9 millions d’euros : c’est l’estimation avancée pour le contenu d’un coffre découvert par hasard dans un bâtiment en rénovation en Flandre orientale. La trouvaille a eu lieu le 13 août à Saint-Gilles-lez-Termonde, près de Termonde, lors de travaux liés aux canalisations.
Des travaux ordinaires, une découverte exceptionnelle
Des ouvriers de l’entreprise De Brand intervenaient dans un bâtiment en rénovation à Saint-Gilles-lez-Termonde (Sint-Gillis-Dendermonde), en Flandre orientale. En travaillant sur une zone liée aux canalisations, ils ont découvert un coffre dissimulé dans un mur.
À l’intérieur se trouvaient plusieurs formes d’or : des lingots, des pièces, des pépites et des morceaux d’or. Un lingot est une barre de métal précieux coulée dans un format standardisé ou semi-standardisé. Une pépite est un morceau d’or natif, c’est-à-dire trouvé sous une forme naturelle avant transformation.
Selon les premières estimations, l’ensemble vaudrait environ 9 millions d’euros. Ce montant reste une estimation : la valeur réelle dépendra du poids exact, de la pureté du métal et du cours de l’or au moment de l’expertise. La pureté correspond à la proportion d’or fin contenue dans un objet, souvent exprimée en carats ou en millièmes.
Le trésor transféré à Bruxelles
Après la découverte, la police de Dendermonde a pris le contrôle du coffre et de son contenu. Le trésor a été transféré vers un lieu sécurisé à Bruxelles, dans l’attente de la suite de l’enquête.
Cette étape est classique dans ce type de dossier. Les autorités doivent d’abord sécuriser les biens, puis établir leur origine. Plusieurs questions se posent : qui a caché ce coffre ? Depuis quand se trouvait-il dans le mur ? Son contenu provient-il d’une épargne familiale, d’une succession oubliée ou d’une activité illégale ?

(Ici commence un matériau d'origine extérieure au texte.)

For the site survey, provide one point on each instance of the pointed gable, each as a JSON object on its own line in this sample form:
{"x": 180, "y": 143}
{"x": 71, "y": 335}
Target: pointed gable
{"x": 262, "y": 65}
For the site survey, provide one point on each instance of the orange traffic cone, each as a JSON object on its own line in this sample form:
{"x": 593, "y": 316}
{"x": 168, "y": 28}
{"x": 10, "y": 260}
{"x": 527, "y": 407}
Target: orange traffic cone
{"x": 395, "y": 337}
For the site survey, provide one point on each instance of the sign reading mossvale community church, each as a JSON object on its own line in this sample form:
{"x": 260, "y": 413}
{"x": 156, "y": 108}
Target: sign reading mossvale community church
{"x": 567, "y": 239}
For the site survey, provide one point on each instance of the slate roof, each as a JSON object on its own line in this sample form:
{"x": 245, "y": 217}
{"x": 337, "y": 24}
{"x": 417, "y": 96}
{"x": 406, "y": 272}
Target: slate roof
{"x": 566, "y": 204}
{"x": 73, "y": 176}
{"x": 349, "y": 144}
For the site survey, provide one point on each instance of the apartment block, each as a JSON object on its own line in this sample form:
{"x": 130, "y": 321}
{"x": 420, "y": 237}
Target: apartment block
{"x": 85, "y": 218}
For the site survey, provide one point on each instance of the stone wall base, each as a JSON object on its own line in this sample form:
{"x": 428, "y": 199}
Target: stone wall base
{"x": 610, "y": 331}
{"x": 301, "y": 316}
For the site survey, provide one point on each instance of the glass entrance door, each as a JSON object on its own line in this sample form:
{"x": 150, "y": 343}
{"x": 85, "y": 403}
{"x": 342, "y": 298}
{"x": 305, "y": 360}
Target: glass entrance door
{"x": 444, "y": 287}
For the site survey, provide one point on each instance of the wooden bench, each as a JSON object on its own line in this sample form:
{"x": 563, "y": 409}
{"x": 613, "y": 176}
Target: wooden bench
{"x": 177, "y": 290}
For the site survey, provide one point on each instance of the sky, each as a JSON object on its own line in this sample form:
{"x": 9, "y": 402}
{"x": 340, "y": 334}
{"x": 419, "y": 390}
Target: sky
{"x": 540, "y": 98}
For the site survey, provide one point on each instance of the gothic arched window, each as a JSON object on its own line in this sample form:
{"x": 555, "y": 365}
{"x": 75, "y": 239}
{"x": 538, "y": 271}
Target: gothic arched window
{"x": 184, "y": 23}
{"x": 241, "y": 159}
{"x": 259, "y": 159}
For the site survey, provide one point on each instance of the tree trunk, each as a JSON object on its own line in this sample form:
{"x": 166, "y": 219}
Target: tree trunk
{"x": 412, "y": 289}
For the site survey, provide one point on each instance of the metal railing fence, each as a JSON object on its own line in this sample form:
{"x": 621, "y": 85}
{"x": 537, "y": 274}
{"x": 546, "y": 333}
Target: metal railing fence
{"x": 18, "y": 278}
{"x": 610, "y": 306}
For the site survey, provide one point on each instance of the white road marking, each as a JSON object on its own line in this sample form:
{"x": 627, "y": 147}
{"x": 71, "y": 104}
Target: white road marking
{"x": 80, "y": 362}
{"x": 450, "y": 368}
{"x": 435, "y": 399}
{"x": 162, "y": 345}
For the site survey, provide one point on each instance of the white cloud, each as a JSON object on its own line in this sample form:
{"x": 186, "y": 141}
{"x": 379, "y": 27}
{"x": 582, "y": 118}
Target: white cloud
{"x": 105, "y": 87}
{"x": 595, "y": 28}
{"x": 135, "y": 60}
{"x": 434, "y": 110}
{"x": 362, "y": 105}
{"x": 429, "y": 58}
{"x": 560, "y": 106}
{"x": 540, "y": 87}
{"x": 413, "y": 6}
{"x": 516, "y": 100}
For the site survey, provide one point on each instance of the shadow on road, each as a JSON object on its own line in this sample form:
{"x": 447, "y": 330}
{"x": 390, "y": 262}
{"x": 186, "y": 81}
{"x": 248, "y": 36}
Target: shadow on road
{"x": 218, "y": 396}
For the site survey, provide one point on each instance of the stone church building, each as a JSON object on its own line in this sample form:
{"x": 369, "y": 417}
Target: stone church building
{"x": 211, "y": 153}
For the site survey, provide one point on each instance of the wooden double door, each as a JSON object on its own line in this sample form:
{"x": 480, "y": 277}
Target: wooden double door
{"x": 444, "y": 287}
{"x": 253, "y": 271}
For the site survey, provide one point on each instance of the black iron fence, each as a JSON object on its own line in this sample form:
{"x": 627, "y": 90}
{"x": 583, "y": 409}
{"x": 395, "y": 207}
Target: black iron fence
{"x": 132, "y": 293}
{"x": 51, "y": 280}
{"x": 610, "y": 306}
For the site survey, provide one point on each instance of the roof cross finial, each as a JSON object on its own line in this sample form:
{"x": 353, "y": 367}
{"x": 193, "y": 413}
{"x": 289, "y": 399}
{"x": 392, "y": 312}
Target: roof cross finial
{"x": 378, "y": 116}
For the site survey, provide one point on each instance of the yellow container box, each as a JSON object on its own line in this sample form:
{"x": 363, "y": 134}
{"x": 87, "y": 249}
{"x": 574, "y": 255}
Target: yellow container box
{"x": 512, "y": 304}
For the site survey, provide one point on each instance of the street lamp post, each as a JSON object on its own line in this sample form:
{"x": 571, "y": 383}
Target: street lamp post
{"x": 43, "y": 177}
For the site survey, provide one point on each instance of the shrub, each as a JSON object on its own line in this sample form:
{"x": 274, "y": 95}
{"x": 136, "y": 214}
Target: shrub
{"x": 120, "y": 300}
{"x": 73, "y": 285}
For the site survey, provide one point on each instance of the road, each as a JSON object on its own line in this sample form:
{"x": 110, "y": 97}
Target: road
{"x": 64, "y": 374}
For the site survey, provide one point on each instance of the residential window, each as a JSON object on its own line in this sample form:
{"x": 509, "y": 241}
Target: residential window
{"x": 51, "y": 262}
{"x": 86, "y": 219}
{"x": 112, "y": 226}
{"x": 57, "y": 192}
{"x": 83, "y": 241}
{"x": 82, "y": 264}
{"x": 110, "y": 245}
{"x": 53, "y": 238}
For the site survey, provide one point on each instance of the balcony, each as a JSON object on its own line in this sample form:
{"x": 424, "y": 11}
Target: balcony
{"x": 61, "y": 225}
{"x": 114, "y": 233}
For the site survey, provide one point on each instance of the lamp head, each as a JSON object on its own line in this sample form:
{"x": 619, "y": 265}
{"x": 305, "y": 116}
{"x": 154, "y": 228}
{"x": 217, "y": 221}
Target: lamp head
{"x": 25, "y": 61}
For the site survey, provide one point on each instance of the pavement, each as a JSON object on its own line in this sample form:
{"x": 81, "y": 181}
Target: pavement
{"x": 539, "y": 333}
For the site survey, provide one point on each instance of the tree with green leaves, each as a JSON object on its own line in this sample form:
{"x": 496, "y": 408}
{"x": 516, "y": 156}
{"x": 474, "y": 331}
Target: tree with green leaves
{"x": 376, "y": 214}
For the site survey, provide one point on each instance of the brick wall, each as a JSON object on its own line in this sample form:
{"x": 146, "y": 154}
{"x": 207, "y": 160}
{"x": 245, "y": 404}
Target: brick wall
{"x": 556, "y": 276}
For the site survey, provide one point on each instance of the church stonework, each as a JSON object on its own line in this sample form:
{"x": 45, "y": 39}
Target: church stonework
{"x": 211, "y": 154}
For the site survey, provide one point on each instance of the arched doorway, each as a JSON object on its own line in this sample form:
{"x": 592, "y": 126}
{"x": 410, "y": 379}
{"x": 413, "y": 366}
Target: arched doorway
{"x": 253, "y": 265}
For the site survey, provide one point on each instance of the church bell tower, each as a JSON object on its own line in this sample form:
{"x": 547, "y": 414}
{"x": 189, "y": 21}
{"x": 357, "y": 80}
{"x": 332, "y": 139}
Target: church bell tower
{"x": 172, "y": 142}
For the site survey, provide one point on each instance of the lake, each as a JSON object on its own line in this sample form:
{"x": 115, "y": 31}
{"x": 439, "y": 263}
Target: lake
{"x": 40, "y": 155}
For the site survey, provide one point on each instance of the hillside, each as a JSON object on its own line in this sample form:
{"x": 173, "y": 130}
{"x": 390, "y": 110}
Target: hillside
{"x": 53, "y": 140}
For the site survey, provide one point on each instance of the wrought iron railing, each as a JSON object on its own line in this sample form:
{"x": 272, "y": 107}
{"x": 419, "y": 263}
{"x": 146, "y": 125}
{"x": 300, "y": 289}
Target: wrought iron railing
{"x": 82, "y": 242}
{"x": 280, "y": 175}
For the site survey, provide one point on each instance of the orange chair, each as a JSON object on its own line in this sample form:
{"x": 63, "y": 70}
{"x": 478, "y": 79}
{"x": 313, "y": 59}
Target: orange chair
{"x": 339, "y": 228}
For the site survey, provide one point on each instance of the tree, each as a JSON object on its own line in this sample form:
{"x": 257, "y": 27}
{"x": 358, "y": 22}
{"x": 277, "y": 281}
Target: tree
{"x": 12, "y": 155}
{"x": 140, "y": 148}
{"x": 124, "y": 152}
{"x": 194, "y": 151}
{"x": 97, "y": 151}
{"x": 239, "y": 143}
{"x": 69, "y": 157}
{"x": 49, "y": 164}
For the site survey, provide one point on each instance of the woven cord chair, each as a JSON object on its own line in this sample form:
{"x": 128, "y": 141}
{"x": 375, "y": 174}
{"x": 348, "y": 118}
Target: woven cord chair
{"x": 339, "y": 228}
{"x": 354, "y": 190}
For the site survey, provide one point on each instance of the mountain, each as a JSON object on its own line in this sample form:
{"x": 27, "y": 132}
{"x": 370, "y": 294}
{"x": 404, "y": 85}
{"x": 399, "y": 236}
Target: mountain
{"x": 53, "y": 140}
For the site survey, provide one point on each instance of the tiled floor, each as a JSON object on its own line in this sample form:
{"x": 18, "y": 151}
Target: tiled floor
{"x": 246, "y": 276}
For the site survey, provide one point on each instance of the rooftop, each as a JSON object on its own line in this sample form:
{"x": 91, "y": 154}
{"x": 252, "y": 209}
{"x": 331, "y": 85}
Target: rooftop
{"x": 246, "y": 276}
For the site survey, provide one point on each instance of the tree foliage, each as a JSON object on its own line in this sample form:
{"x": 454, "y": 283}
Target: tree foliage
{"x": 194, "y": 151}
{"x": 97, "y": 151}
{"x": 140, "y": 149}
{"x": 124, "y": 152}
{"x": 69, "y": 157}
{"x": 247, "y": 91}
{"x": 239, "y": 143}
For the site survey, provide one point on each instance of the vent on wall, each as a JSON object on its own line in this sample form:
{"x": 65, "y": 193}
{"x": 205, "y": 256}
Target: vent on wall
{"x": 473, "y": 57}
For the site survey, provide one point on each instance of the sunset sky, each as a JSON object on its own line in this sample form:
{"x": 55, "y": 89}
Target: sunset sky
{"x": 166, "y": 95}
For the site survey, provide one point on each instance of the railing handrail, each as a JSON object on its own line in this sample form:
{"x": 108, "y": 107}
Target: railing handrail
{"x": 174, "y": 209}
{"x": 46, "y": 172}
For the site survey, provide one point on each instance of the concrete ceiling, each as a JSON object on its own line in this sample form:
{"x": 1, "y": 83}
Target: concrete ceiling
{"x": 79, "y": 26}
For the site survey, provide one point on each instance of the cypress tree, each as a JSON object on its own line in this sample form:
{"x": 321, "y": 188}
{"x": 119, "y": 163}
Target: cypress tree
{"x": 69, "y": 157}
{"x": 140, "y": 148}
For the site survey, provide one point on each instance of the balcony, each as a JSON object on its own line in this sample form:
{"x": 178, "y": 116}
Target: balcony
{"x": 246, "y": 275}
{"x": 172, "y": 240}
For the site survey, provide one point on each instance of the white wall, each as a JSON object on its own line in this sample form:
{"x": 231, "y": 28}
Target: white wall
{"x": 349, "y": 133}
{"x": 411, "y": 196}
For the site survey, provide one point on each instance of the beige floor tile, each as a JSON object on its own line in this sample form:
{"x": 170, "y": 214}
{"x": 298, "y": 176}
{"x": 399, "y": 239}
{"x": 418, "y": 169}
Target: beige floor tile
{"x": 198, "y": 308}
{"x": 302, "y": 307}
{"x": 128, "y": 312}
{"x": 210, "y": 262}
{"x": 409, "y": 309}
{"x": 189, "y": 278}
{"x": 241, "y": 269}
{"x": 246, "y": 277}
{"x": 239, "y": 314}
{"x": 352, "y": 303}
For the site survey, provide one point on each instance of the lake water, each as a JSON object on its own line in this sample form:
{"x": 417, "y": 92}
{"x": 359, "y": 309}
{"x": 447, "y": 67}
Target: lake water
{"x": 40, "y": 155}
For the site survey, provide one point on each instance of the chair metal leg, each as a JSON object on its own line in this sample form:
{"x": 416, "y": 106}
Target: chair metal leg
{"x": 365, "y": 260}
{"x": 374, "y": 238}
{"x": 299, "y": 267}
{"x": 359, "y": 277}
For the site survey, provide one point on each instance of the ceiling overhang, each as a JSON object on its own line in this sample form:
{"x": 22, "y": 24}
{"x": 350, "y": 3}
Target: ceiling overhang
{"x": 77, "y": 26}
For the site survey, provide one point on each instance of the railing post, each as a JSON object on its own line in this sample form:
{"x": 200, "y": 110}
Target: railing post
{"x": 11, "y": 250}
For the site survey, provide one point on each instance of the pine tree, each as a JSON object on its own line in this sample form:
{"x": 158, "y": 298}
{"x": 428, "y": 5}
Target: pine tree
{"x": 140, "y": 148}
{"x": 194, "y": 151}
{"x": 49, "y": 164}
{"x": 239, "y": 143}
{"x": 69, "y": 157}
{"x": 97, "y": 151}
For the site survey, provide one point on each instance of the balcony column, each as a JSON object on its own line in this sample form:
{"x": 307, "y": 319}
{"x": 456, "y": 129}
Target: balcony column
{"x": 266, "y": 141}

À ce stade, l’origine du coffre reste inconnue. L’enquête devra déterminer si l’or a une provenance légale ou s’il pourrait être lié à des activités criminelles, notamment du recel, du blanchiment ou une dissimulation d’avoirs.
Propriété, fiscalité et enquête : trois enjeux majeurs
La découverte soulève aussi une question centrale : à qui appartient cet or ? En Belgique, la réponse dépendra des circonstances précises, de l’identité du propriétaire du bâtiment, d’éventuels titres de propriété, et de la capacité d’un héritier ou d’un ayant droit à prouver un lien avec le coffre.
La dimension fiscale pourrait également devenir importante. Si un propriétaire légitime est identifié, les autorités pourraient examiner l’origine des fonds, une éventuelle succession non déclarée, ou des obligations fiscales passées. À l’inverse, si aucun propriétaire n’est retrouvé, le sort juridique du trésor dépendra des décisions prises dans le cadre de l’enquête.
Pour les particuliers, cette affaire rappelle une réalité souvent oubliée : l’or physique laisse peu de traces lorsqu’il est conservé hors du système bancaire, mais il n’échappe pas aux règles de propriété, d’héritage et de contrôle en cas de découverte.
Un rappel sur la valeur de l’or physique
L’affaire attire l’attention car l’or reste un actif très recherché en période d’incertitude. Les lingots et pièces sont souvent utilisés pour préserver du capital sur le long terme. Leur valeur dépend principalement du poids, de la pureté et du prix international de l’or.
Mais tous les objets en or ne se valent pas. Une pièce peut valoir plus que son simple poids en métal si elle est rare ou recherchée par les collectionneurs. À l’inverse, des morceaux d’or non standardisés doivent être expertisés avant toute estimation fiable.
Dans ce dossier, l’expertise devra donc préciser la composition exacte du trésor. Le chiffre de 9 millions d’euros donne un ordre de grandeur, mais seule une analyse complète permettra de confirmer la valeur finale.
Une découverte belge hors norme
Qui ? Des ouvriers de l’entreprise De Brand. Quoi ? Un coffre rempli d’or. Où ? À Saint-Gilles-lez-Termonde, en Flandre orientale. Quand ? Le 13 août 2026. Comment ? Lors de travaux de canalisation dans un bâtiment en rénovation. Pourquoi l’affaire intrigue ? Parce que l’origine du coffre et de l’or reste inconnue.
La police poursuit ses vérifications. En attendant, le trésor reste sécurisé à Bruxelles. Pour le marché de l’or, cette découverte ne change pas les cours, mais elle rappelle la place singulière de l’or physique : discret, durable, transportable, et parfois oublié derrière un mur pendant des années.